I teach Nietzsche to my college students, having them read various Nietzsche selections. I’m not worried that they will become killers as a result of their reading.
Blessings,
John Piippo
Could a Nietzschean philosophy support what happened? If all you mean by support is that it could give a rational justification to what happened, I think you are wrong in supposing it could if it were really Nietzsche--could someone think that his reading of Nietzsche supported it?, sure, just as people can think that their reading of the Old and New Testaments supports bombing bars in populated areas; Christ, after all, came not to bring peace, but the sword-- but in that case you are not claiming that it would have had a (direct) causal relationship to the shooting spree.
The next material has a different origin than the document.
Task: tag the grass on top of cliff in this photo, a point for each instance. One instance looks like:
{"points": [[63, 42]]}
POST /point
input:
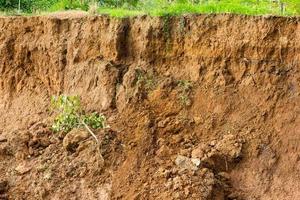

It still seems that you are giving some causal power to the ideas you take the killer to perhaps have gleaned from Nietzsche; action causation is, of course, a terribly complicated matter, and it does seem that your worries about Nietzsche are only justified if you think his works could have some causal role in immoral and evil action. Otherwise, why the worry? (I am troubled with the number of counterfactuals floating around, but that is a more general problem with how ever to evaluate counterfactual claims.) So, insofar as I misrepresented or misunderstood your claim, I am in the wrong. But, if you are saying that Nietzsche does support killing sprees of the sort that took place at NIU, I will hold out for saying that you are just wrong about that. And, if you are saying merely that someone might interpret him to be supporting that, that is pretty close to a vacuous claim. People interpret texts and thinkers in all sorts of ways that are not in fact supported by the text. And, as someone who cares as deeply about Scripture as you do, surely you must agree with that.